Con l’inizio di uno snervante e rischioso trasferimento aereo dall’aeroporto di Linate – tre giorni di viaggio, disagi d’ogni tipo, cieli infernali, pessime accoglienze e tappe forzate ad Istres, Parigi e Brema, città fantasma – il 18 agosto 1946 Onesti firmò la sua prima trasferta all’estero. L’aereo, un Savoia Marchetti 95 T del 98° Gruppo trasporti, unico disponibile, messo a disposizione dal Governo. Pilota, il capitano Manlio Lizzani, classe 1910, medaglia d’argento al Valor militare, fratello maggiore del futuro regista Carlo, collega in armi di Giorgio Oberweger.  

(Manlio Lizzani, pilota dell’avventurosa trasferta norvegese, esordio estero per il neo eletto presidente del CONI)

Gli stessi, aereo e pilota, che due mesi prima, il 13 giugno, avevano condotto all’esilio portoghese di Cascais il re di maggio Umberto di Savoia. Con Onesti, quindici atleti, Edera Cordiale disco, Amelia Piccinini peso e lungo, Carlo Monti 100, 200 e 4x100, Giusto Cattoni 100 e 4x100, Michele Tito e Carlo Manara 4x100, Vanes Montanari 200, Luigi Paterlini 400, Giuseppe Beviacqua 10.000, Alfredo Campagner alto, Egidio Pribetti lungo, Teseo Taddia martello, Armando Ossena decathlon. Sul volo, i tecnici Giorgio Oberweger, risolutivo nella sua polivalenza linguistica, ed Elio Ragni, componente della gloriosa quattropercento seconda classificata nella Berlino olimpica del 1936, il duca Francesco Ruspoli di Morignano delegato per il Congresso della Iaaf, Giovanni Guabello segretario federale, Giorgio Giubilo portavoce del Coni, Gianni Brera, unico inviato della stampa italiana, per la Gazzetta dello Sport, Corriere dello Sport e Tuttosport legati agli avventurosi servizi delle agenzie del tempo. Il 28 agosto, giorno del rientro in tre tappe, Onesti salì sull’aereo condotto con lucida perizia da Lizzani con il primo e il secondo posto di Consolini e Tosi, il terzo di Piccinini nel peso e di Monti sui 100, il quarto di Piccinini e Pribetti nel lungo, il sesto di Campagner e Taddia.  

(Bruno Zauli con due colossi dell’atletica azzurra, Adolfo Consolini e Beppe Tosi. Al centro, il giornalista Natale Bertocco.)

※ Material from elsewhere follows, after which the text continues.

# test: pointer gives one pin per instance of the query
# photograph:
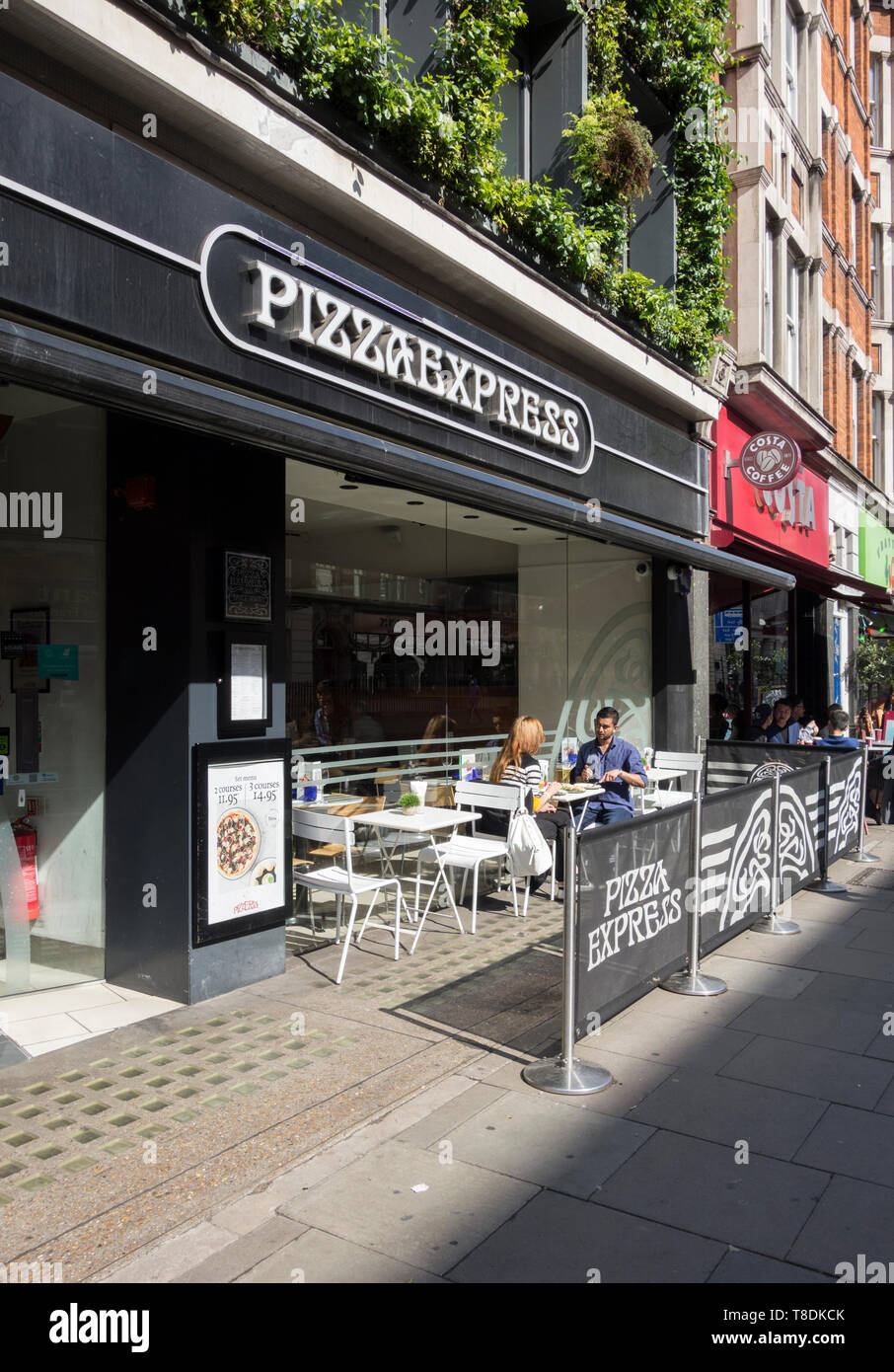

Fu un consuntivo di grande dignità, merito d’una generazione appena emersa dalle tragedie belliche e nata in forte misura dagli epigoni d’una disciplina che nel decennio precedente, con l’eccezionale impulso del patrizio fiorentino Luigi Ridolfi Vay da Verrazzano al vertice federale, con le inedite intuizioni tecniche d’un allenatore chiamato dalla California a svegliare i cervelli italiani, Boyd Comstock, e con Facelli, Beccali, Lanzi, Testoni, Valla, Tavernari, Beviacqua, Maffei, Mariani, Vandelli, Oberweger e con il giovanissimo Missoni, aveva firmato il suo primo rinascimento. Al rientro a Roma, con gli introiti del concorso pronostici cresciuti in maniera esponenziale nelle ultime partite del campionato, Onesti poteva aggiungere alla decisiva ripresa dei rapporti internazionali la consistenza di una cassaforte destinata, di lì a poco, con la definitiva consacrazione del Totocalcio, a garantire sonni tranquilli all’apparato istituzionale. Un apparato che avrebbe preso fisicamente possesso del palazzo H solo nel 1951, il 28 febbraio, dopo l’uscita di scena delle truppe americane con l’invio oltre Oceano dell’ultima salma e dopo lo smantellamento dell’Albergo Felix, allestito nei locali progettati da Enrico Del Debbio e attivato nelle vigilie del 1950 per l’accoglienza dei pellegrini accorsi per il primo Giubileo del dopoguerra. L’anno 1981, dopo trenta e più anni di dominio e tre di sofferto pensionamento, Giulio Onesti si spegneva.